# PowerDrive v2



## samo13 (Jan 19, 2013)

Has anyone installed a switch on their PowerDrive with I-pilot to be able to work off the remote and pedals? Also over the summer I noticed the spot lock feature is pretty erratic when trying to keep on points, is this normal operation or am I missing something?


----------



## crappiedude (Mar 12, 2006)

Might want to post this over in the electronics section.
There are some pretty savvy guys who visit over there. They helped me a lot.


----------



## Shortdrift (Apr 5, 2004)

I contacted MK regarding my erratic SL and they sent me a replacement which cured the problem.


----------



## berkshirepresident (Jul 24, 2013)

Two things: First, my spot lock works great. Tip top.
Second, are you trying to install both the foot pedal AND THE REMOTE? I don't that's possible....that it's one OR the other.
But I've been wrong before.
If you don't mind my asking, why do you still want the foot pedal? The foot pedal on the Powerdrive has to be the worst of its kind. It's design is terrible.


----------



## samo13 (Jan 19, 2013)

berkshirepresident said:


> Two things: First, my spot lock works great. Tip top.
> Second, are you trying to install both the foot pedal AND THE REMOTE? I don't that's possible....that it's one OR the other.
> But I've been wrong before.
> If you don't mind my asking, why do you still want the foot pedal? The foot pedal on the Powerdrive has to be the worst of its kind. It's design is terrible.

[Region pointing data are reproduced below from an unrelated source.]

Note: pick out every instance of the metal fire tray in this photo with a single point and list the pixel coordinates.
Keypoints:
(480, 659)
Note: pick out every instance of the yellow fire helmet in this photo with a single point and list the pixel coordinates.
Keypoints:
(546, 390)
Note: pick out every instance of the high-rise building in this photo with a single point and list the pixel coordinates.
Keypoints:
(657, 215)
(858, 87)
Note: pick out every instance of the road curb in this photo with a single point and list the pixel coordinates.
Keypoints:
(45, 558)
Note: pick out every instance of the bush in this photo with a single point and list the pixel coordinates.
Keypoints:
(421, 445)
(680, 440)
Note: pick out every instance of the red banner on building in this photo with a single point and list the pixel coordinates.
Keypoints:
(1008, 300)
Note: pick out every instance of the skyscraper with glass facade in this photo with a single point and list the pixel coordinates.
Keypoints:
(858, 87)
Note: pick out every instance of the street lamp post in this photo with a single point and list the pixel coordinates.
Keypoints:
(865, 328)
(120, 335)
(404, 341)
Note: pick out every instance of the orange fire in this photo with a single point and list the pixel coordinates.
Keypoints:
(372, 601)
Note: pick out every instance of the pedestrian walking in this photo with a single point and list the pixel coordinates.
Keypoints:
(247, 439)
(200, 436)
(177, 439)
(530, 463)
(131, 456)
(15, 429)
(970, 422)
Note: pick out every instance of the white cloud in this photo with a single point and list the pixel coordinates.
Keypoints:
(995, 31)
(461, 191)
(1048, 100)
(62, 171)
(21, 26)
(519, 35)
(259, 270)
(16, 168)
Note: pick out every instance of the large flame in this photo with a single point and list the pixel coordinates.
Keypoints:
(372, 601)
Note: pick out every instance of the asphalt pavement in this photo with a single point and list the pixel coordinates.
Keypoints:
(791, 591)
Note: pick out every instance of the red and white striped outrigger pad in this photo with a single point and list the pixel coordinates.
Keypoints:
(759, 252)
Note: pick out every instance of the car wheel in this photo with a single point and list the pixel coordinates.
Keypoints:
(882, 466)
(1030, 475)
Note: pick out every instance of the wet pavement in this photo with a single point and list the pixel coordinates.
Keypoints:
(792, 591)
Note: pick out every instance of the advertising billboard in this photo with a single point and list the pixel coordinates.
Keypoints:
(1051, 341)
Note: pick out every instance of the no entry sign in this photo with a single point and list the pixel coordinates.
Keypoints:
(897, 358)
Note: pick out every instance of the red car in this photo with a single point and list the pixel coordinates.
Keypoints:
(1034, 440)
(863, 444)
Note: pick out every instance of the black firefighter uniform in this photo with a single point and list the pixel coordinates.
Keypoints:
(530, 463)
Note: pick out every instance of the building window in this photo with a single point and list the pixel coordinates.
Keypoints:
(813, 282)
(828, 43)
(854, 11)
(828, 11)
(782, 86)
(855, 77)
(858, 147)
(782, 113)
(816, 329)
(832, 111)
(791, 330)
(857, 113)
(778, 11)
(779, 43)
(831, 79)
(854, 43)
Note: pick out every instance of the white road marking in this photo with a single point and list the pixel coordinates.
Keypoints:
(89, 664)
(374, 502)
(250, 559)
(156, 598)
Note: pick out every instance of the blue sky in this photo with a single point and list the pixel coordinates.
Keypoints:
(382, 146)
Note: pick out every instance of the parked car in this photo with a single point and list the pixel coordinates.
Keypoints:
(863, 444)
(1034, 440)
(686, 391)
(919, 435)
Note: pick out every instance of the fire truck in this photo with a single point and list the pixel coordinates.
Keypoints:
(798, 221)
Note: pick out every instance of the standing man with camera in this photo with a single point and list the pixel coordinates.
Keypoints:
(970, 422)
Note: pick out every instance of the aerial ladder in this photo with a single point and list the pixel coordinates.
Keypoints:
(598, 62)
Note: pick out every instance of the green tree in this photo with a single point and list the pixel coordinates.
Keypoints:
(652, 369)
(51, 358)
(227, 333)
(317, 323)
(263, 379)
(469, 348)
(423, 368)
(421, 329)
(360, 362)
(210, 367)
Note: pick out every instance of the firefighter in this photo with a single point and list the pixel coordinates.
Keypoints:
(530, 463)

I must have something going on with mine I’ll get in contact with MK. I want to be able to switch from using the remote when I’m trolling and the foot pedal while I’m casting. Trying to fish and make adjustments with the remote is just inconvenient.


----------



## samo13 (Jan 19, 2013)

crappiedude said:


> Might want to post this over in the electronics section.
> There are some pretty savvy guys who visit over there. They helped me a lot.


Any idea how to move a thread? I’m kind of new to this posting thing


----------



## crappiedude (Mar 12, 2006)

Not really, I'd just start a new thread.


----------